Venus et Serena sont désormais prêtes à repartir à la conquête de la première place mondiale ? Sans doute pas. Elles ne se passionnent plus que pour les quatre levées du Grand Chelem et arrivent souvent mal préparées dans les autres compétitions importantes. Or, pour être numéro un mondiale, il est nécessaire de se montrer plus souvent sur le circuit. Elles sont donc, si l’on peut dire, les patronnes par intérim du circuit féminin après avoir été les vraies patronnes au début des années 2000.

Reste que leurs carrières sont tout simplement exceptionnelles. Pour mémoire, elles ont gagné à elles deux pas moins de 15 tournois du Grand Chelem (8 pour Serena, 7 pour Venus). Rien qu’à Wimbledon, elles ont remporté 7 des 10 dernières éditions et ont occupé 11 des 20 places de finaliste…

Mais leur plus grand exploit n’est pas là. A une époque où les championnes de tennis mettent fin à leur carrière à l’âge où la plupart d’entre nous entrent seulement dans la vie professionnelle, Venus et Serena parviennent à rester motivées et efficaces. Peut-être cette longévité relative est-elle d’ailleurs due aux passions qu’elles ont réussi à développer en dehors. En se détachant de la balle jaune pendant des périodes parfois assez longues, elles sont parvenues à se vider la tête et à reprendre les entraînements en ayant faim de tennis.
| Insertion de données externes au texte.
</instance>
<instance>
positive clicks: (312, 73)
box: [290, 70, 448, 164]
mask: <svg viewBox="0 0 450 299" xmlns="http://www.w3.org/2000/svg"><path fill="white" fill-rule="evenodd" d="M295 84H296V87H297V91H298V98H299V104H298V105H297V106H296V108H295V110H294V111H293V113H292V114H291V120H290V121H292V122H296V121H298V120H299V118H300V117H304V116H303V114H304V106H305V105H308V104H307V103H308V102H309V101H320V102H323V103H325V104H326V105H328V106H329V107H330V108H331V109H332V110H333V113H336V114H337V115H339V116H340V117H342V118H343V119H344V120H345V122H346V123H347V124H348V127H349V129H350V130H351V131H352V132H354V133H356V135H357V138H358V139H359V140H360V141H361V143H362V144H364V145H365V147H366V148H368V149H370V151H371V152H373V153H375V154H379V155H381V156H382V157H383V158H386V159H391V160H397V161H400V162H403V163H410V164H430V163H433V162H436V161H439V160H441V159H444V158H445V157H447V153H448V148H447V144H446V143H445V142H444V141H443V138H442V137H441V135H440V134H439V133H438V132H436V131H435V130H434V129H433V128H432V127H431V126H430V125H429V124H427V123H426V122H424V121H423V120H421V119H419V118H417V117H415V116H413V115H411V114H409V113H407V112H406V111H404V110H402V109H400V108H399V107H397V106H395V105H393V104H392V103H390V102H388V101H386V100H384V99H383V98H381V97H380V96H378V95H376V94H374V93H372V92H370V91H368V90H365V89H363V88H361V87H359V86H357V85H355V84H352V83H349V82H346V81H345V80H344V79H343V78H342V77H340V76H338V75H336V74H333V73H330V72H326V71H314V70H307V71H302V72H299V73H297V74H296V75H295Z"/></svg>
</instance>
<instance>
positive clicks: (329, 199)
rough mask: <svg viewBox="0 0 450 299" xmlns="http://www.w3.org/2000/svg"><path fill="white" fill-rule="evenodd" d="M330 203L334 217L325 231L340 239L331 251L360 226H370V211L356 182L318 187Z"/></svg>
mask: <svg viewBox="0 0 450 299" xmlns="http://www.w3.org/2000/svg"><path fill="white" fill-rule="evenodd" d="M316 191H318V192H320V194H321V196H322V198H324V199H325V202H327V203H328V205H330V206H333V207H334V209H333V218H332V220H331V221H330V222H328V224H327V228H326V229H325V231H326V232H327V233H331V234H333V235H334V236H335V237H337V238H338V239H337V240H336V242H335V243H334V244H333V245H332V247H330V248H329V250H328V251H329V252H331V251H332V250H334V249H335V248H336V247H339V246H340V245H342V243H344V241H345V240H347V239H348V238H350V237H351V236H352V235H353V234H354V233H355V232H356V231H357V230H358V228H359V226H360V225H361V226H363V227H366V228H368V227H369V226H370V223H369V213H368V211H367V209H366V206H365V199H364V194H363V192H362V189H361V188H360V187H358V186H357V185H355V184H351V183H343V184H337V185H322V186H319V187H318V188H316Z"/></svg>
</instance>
Tout le monde n’est pas capable de réaliser ces allers-retours. Si les Williams le peuvent c’est parce qu’elles disposent d’un jeu tout en puissance qui leur permet, sans toujours être au top physique, de terminer certains matches grâce à leur service. Mais les Williams, ce n’est pas qu’un grand service. Venus, par exemple, dispose d’un tennis complet alors que Serena est capable de décocher des coups invraisemblables dans des situations où la plupart des autres joueuses – sauf… Henin – craquaient.
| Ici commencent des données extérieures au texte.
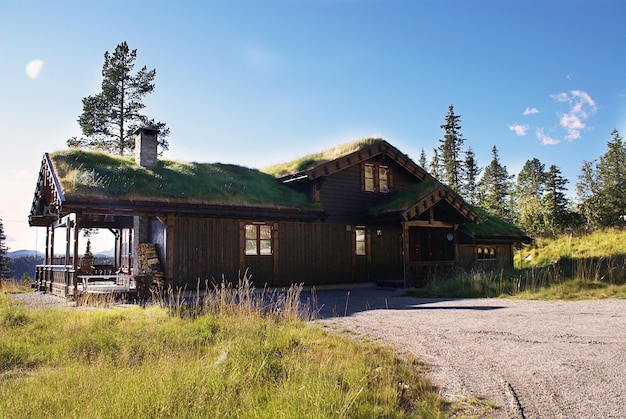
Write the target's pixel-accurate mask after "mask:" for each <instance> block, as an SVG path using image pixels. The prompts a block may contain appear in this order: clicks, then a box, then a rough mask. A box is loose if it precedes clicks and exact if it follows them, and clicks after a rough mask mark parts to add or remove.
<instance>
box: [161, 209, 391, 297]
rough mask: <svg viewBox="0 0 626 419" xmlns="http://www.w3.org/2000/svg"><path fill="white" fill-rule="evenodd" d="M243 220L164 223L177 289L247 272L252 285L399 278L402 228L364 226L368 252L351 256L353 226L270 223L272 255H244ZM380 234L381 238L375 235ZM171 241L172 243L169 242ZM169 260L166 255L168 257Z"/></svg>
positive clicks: (262, 285)
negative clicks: (242, 237)
mask: <svg viewBox="0 0 626 419" xmlns="http://www.w3.org/2000/svg"><path fill="white" fill-rule="evenodd" d="M244 225H245V222H244V221H239V220H219V219H210V218H199V217H198V218H196V217H176V219H175V222H173V223H171V224H170V223H169V222H168V230H167V232H168V233H167V234H168V235H169V236H173V237H168V242H170V243H171V251H170V250H168V252H171V253H173V255H171V256H172V257H168V258H167V260H168V263H170V265H171V266H168V268H169V270H168V273H169V272H171V279H174V282H173V283H174V284H176V286H186V287H187V288H188V289H195V287H196V285H197V284H198V281H200V285H201V286H204V285H205V283H206V282H207V281H208V282H209V283H211V282H219V281H221V279H222V276H224V278H225V279H226V280H228V281H231V282H233V283H236V282H237V280H238V279H239V277H240V276H242V275H243V274H244V272H246V270H247V272H248V275H249V277H250V279H251V280H252V282H253V284H254V286H255V287H263V286H266V285H267V286H289V285H290V284H298V283H304V284H307V285H321V284H343V283H351V282H368V281H384V280H399V279H402V250H401V249H402V236H401V234H402V229H401V227H400V224H399V223H398V225H397V226H396V225H377V226H365V227H366V254H365V255H356V253H355V227H356V226H355V225H353V224H334V223H332V224H331V223H322V222H318V223H306V222H281V223H274V224H273V225H274V241H273V251H274V253H273V255H267V256H245V255H244V254H243V241H242V237H243V236H242V234H243V233H242V229H243V226H244ZM379 230H380V235H377V231H379ZM170 240H171V241H170ZM168 256H170V255H169V254H168ZM168 276H169V275H168Z"/></svg>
Ce qui est triste, avec les Williams, c’est qu’elles ne sont pas appréciées à leur juste valeur. Pourtant, quoi qu’il arrive dans le futur, elles auront marqué l’histoire du tennis mondial. Et ce qui irrite le plus les esprits chagrin, c’est que leur père, l’inénarrable Richard, l’avait signalé avant même qu’elles ne passent professionnelles.

Ce qui a énervé tout le monde, ou presque. Par jalousie principalement et, pourquoi l’occulter, en petite partie aussi par un sentiment raciste : les Williams venant s’imposer dans une discipline largement dominée et gérée par les blancs.